As we pass into the narrows, the current gets stronger. We see small fish darting among the reeds and jumping out of the water in front of the boat. The bottom is rocky and irregular with overhanging banks, and a straight channel, which splits near the downstream end. We motor through and Giovanni, our boat captain, turns the big rig around. The shoreline is fragile and so he holds a mangrove tree while we gear up and slip into the water.

Once we are all in, we drift downstream, masks in the water. The bottom and banks have a rough-looking texture. A closer look reveals that it is composed entirely of reefs of tiny freshwater mussels, imbedded in the limestone. Their shells are open as they filter the water streaming past them. And we stream past them, pulled along by the current, past deep hollows and beds of reeds, and propeller scars marking prior passages by less skilled boatmen.

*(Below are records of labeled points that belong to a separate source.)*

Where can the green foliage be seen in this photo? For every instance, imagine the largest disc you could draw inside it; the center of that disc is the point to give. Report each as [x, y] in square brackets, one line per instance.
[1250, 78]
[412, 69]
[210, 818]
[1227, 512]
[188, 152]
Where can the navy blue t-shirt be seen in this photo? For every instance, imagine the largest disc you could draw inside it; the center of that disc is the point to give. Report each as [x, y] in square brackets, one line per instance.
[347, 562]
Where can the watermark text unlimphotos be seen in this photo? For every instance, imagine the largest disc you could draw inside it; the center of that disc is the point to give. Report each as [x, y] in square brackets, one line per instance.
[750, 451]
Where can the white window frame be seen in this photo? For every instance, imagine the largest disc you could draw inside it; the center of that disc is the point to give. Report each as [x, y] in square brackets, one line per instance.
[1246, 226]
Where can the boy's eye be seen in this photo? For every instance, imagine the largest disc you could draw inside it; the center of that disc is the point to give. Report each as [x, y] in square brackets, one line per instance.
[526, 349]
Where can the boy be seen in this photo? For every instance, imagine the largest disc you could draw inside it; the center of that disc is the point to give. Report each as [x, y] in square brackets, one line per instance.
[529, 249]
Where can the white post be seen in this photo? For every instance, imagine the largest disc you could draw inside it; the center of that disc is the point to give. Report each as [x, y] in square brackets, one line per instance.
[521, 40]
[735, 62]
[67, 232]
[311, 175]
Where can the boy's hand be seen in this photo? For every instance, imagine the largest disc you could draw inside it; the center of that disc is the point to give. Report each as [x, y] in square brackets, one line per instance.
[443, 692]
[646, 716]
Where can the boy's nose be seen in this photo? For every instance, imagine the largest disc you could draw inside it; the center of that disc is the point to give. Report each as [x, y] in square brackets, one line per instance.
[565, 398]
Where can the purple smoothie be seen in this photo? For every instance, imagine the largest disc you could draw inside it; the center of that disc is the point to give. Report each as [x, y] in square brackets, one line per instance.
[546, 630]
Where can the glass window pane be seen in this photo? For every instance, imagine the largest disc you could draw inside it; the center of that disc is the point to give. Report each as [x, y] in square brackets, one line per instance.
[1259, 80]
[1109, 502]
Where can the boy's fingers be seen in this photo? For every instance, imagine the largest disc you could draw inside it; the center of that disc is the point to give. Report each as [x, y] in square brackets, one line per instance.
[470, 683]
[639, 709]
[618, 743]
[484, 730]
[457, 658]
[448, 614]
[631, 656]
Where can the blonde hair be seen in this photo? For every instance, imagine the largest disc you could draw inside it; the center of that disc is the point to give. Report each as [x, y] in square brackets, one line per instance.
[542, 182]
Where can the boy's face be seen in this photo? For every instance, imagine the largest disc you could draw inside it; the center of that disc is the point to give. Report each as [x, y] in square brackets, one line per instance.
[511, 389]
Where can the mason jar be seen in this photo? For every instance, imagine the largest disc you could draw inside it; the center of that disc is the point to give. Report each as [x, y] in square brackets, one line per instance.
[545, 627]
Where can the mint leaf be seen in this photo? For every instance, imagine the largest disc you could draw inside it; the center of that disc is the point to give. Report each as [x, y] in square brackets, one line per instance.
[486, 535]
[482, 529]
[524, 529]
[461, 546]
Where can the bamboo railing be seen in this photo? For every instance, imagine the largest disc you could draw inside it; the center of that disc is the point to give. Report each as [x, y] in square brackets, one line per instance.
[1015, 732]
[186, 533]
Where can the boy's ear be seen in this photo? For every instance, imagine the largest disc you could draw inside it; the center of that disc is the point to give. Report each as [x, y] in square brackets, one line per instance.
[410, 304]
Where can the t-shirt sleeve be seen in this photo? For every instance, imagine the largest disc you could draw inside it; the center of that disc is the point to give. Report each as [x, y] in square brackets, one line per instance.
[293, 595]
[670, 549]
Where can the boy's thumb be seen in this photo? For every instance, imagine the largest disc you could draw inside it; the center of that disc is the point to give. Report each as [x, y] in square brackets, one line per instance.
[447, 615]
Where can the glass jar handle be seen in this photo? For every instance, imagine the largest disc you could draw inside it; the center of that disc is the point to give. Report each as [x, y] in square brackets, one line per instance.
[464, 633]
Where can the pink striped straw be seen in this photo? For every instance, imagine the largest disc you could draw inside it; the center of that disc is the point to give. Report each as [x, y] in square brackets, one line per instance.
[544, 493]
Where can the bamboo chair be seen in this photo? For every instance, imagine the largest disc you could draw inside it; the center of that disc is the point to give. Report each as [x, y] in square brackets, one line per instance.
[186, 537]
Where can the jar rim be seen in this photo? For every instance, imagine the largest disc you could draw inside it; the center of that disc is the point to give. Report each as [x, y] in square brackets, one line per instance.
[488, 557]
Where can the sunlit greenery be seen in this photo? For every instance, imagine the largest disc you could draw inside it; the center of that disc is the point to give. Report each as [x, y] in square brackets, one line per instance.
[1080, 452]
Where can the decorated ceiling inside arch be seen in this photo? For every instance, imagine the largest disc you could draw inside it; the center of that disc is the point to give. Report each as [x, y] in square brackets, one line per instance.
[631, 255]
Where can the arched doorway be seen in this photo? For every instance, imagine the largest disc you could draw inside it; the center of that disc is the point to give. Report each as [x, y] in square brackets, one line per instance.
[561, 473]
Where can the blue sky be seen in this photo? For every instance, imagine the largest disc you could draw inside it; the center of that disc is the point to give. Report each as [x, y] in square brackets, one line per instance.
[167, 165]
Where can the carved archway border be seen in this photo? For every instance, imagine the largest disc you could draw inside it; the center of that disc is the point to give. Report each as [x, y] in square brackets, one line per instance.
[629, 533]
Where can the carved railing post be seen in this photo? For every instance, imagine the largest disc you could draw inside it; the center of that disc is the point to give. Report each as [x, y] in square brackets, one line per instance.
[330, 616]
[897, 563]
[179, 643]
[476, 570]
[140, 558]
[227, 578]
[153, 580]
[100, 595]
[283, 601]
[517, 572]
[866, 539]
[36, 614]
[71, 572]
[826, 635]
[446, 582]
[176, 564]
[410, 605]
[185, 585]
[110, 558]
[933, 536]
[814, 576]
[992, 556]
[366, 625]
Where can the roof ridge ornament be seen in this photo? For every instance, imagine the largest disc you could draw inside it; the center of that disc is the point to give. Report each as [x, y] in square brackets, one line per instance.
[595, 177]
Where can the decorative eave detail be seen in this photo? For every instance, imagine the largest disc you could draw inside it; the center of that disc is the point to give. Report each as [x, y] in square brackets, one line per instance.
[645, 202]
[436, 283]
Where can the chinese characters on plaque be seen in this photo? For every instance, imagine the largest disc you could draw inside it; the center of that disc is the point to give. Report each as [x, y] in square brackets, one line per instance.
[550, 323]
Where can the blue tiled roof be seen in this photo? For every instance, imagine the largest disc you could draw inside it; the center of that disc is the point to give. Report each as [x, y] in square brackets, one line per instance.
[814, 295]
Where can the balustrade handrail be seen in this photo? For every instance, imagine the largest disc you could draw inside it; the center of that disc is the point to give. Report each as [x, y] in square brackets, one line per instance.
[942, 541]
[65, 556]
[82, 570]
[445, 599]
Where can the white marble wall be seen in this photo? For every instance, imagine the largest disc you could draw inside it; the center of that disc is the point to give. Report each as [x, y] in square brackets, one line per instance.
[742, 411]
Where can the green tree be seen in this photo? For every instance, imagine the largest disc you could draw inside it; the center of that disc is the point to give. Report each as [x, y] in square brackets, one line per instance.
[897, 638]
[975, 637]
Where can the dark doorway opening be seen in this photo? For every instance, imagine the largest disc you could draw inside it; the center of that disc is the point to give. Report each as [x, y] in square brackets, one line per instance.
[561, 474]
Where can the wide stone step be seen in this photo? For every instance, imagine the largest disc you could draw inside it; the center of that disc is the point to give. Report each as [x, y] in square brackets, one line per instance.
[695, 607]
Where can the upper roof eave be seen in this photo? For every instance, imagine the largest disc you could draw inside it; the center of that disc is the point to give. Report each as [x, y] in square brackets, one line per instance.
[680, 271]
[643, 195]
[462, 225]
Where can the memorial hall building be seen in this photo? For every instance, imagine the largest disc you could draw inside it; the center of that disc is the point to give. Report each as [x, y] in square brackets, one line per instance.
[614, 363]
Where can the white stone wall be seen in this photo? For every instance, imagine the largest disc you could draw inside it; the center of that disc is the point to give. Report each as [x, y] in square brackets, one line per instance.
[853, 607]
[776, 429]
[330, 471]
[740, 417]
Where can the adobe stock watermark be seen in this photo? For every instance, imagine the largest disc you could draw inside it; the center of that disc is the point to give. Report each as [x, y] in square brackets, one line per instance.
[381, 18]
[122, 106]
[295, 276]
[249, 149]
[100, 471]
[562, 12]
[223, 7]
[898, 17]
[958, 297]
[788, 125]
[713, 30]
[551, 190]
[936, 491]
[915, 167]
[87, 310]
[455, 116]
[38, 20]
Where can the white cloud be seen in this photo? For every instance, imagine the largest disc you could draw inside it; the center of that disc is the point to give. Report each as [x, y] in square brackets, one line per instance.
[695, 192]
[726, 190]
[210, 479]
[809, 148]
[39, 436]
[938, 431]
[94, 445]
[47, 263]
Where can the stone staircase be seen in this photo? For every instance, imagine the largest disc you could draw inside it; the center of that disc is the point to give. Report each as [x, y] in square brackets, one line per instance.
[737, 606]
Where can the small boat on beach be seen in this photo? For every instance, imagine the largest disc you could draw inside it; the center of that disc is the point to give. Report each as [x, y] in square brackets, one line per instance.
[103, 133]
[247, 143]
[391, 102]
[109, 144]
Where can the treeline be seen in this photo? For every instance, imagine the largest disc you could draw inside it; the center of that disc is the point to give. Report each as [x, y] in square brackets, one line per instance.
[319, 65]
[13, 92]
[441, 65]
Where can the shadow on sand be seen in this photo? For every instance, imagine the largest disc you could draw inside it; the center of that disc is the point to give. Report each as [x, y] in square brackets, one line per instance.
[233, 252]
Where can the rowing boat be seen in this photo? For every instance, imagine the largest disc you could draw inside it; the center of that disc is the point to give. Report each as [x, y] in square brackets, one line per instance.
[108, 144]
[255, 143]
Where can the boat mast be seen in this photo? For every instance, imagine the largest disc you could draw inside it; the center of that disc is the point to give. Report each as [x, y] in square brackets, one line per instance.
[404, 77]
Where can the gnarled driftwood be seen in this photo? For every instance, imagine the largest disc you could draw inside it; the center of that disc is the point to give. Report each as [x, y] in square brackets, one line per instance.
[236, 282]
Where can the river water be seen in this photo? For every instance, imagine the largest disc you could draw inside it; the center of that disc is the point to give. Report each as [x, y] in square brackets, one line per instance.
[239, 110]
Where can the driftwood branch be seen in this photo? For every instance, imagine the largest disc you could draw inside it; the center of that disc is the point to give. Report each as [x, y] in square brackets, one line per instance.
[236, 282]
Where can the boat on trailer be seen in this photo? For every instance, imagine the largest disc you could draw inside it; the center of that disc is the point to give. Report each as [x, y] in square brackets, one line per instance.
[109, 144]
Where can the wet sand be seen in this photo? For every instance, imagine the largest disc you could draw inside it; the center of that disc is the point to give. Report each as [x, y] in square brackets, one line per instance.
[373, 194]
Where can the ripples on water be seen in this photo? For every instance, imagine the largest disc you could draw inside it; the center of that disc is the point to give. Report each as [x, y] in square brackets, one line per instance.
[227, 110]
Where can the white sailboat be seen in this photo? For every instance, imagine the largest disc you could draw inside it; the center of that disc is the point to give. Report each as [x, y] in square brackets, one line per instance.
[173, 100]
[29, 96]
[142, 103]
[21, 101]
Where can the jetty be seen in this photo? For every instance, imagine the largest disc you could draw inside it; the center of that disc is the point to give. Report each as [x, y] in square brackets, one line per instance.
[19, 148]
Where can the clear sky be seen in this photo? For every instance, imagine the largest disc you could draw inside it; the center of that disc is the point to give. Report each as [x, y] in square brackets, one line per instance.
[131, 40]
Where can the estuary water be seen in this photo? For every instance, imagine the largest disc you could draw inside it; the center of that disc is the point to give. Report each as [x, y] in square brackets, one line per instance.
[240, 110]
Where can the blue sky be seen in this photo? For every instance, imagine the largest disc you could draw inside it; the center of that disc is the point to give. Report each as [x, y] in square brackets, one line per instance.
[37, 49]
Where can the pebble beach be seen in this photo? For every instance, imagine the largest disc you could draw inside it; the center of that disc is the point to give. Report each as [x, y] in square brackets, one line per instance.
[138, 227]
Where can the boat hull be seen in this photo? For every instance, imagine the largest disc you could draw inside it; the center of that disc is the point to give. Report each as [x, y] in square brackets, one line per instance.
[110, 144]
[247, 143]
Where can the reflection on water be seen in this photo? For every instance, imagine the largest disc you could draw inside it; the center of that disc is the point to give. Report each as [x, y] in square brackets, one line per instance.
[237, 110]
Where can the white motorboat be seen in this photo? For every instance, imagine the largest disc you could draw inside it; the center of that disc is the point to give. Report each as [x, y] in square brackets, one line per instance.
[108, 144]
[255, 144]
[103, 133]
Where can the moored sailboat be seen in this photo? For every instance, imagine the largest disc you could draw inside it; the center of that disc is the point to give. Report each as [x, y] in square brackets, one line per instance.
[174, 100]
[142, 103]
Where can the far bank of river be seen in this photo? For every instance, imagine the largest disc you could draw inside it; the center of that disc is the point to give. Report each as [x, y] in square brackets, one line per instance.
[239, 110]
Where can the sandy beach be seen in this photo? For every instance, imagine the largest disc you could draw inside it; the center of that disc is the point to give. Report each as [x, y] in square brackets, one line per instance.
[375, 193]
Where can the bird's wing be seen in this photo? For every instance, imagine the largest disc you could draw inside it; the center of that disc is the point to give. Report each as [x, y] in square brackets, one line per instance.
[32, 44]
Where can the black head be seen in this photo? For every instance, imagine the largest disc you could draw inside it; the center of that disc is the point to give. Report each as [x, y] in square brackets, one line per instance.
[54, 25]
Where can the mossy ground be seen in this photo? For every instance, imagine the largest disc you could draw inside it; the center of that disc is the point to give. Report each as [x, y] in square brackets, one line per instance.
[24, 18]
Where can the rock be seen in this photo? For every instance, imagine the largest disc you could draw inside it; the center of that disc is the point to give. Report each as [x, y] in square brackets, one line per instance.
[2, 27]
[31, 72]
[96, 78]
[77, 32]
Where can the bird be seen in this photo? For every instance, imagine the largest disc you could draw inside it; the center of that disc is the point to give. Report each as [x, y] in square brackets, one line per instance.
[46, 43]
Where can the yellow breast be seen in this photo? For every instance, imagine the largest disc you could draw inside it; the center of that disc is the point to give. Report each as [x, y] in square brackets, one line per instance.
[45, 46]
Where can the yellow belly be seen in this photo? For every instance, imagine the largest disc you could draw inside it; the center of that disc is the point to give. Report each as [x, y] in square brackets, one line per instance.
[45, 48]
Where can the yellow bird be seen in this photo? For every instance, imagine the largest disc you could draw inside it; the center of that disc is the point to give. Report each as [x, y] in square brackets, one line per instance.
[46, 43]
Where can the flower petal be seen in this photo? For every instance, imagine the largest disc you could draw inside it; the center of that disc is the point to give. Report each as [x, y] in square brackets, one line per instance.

In no time at all we are through the rapids and watch as Giovanni deftly manoeuvres the wide pontoon boat through the rapids and swings around to pick us up. Now we are heading back up the rapids to get to our picnic site, for lunch and a tour of the local flora, before we head back to our hotel (with one more swim through the rapids, of course). A great day on an unique and very interesting lake.